Isabel Hardman Isabel Hardman

Theresa May’s Ronseal politics

Why do Conservative politicians love Ronseal so much? Theresa May tells today’s Sunday Times that the Ronseal slogan – ‘it does what it says on the tin’ – is her ‘political philosophy’. David Cameron spent years talking about Britain’s yearning for ‘a kind of Ronseal politics’, before describing the Coalition government as operating according to the Ronseal principles.

May’s Ronseal branding seems to suit her better: A.N. Wilson describes her in this week’s magazine as ‘patently boring’. Ronseal’s slogan was developed as an acknowledgement that it was competing against fancier brands in a crowded market, which isn’t May’s problem. But she has always styled herself as a woman who gets things done.

Does the Ronseal brand really fit with May’s policies? Today the Tories are trailing manifesto pledges on council house building, while last week they promised more mental healthcare workers.

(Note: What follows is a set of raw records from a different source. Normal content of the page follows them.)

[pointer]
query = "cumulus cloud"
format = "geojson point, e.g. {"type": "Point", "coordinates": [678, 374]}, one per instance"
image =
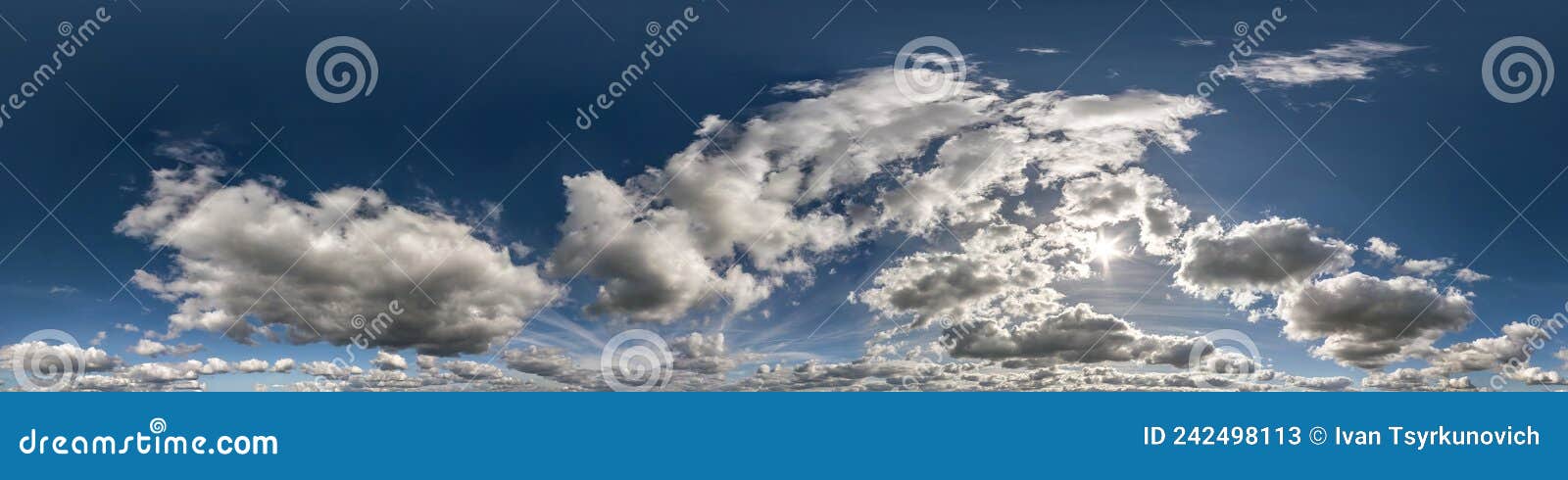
{"type": "Point", "coordinates": [153, 349]}
{"type": "Point", "coordinates": [193, 151]}
{"type": "Point", "coordinates": [1345, 62]}
{"type": "Point", "coordinates": [702, 354]}
{"type": "Point", "coordinates": [352, 253]}
{"type": "Point", "coordinates": [1424, 268]}
{"type": "Point", "coordinates": [1465, 275]}
{"type": "Point", "coordinates": [1267, 256]}
{"type": "Point", "coordinates": [1003, 271]}
{"type": "Point", "coordinates": [251, 365]}
{"type": "Point", "coordinates": [389, 361]}
{"type": "Point", "coordinates": [767, 196]}
{"type": "Point", "coordinates": [1515, 346]}
{"type": "Point", "coordinates": [1368, 322]}
{"type": "Point", "coordinates": [55, 358]}
{"type": "Point", "coordinates": [1078, 334]}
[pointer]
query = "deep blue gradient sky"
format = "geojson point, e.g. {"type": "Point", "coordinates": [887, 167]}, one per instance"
{"type": "Point", "coordinates": [501, 129]}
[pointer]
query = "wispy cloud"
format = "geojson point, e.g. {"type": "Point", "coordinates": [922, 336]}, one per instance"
{"type": "Point", "coordinates": [1042, 51]}
{"type": "Point", "coordinates": [1352, 60]}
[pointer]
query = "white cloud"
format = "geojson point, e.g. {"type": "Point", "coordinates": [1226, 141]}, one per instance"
{"type": "Point", "coordinates": [251, 365]}
{"type": "Point", "coordinates": [1368, 322]}
{"type": "Point", "coordinates": [389, 361]}
{"type": "Point", "coordinates": [1424, 268]}
{"type": "Point", "coordinates": [851, 159]}
{"type": "Point", "coordinates": [1042, 51]}
{"type": "Point", "coordinates": [232, 247]}
{"type": "Point", "coordinates": [1078, 334]}
{"type": "Point", "coordinates": [1382, 250]}
{"type": "Point", "coordinates": [153, 349]}
{"type": "Point", "coordinates": [1465, 275]}
{"type": "Point", "coordinates": [1345, 62]}
{"type": "Point", "coordinates": [1267, 256]}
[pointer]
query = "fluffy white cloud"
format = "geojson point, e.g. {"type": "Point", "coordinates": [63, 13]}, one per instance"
{"type": "Point", "coordinates": [1465, 275]}
{"type": "Point", "coordinates": [702, 354]}
{"type": "Point", "coordinates": [55, 358]}
{"type": "Point", "coordinates": [251, 365]}
{"type": "Point", "coordinates": [1352, 60]}
{"type": "Point", "coordinates": [234, 245]}
{"type": "Point", "coordinates": [1003, 271]}
{"type": "Point", "coordinates": [153, 349]}
{"type": "Point", "coordinates": [1424, 268]}
{"type": "Point", "coordinates": [1368, 322]}
{"type": "Point", "coordinates": [1078, 334]}
{"type": "Point", "coordinates": [1109, 198]}
{"type": "Point", "coordinates": [389, 361]}
{"type": "Point", "coordinates": [1517, 346]}
{"type": "Point", "coordinates": [1267, 256]}
{"type": "Point", "coordinates": [811, 176]}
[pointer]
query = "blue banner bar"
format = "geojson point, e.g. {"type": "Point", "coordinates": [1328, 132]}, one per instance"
{"type": "Point", "coordinates": [780, 435]}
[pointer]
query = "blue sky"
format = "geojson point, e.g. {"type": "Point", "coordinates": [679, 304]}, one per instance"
{"type": "Point", "coordinates": [490, 85]}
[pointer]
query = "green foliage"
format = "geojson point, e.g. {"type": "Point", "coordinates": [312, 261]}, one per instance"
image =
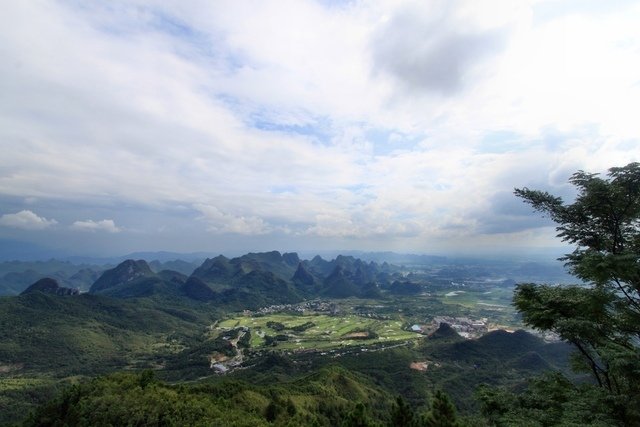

Housing and mental health enjoy the same rather miserable status as being issues that everyone has got rather good at describing as ‘in crisis’, before proposing modest solutions that won’t come anywhere near solving that crisis – and which they don’t implement anyway.

One of the things that has most frustrated May’s Cabinet ministers has been the way she curbs their enthusiasm for radical policies. Her allies say this is because she wants to promise things that will actually happen and that she has had such difficult parliamentary arithmetic that proposals must necessarily be modest. But after a Tory landslide, she’ll have a tremendous opportunity to be radical. She could even choose to be unpopular, pushing ahead with controversial plans to actually build enough homes rather than suggesting more homes need to be built, only to retreat at the first sign of opposition from shire Tories.

It’s a clever slogan, but Ronseal risks being as politically meaningless as all the other, rather clumsier political catchphrases, such as Nick Clegg’s terrible ‘Alarm Clock Britain’. That is, unless May is prepared to make the most of the luxuries that her election result is likely to afford her.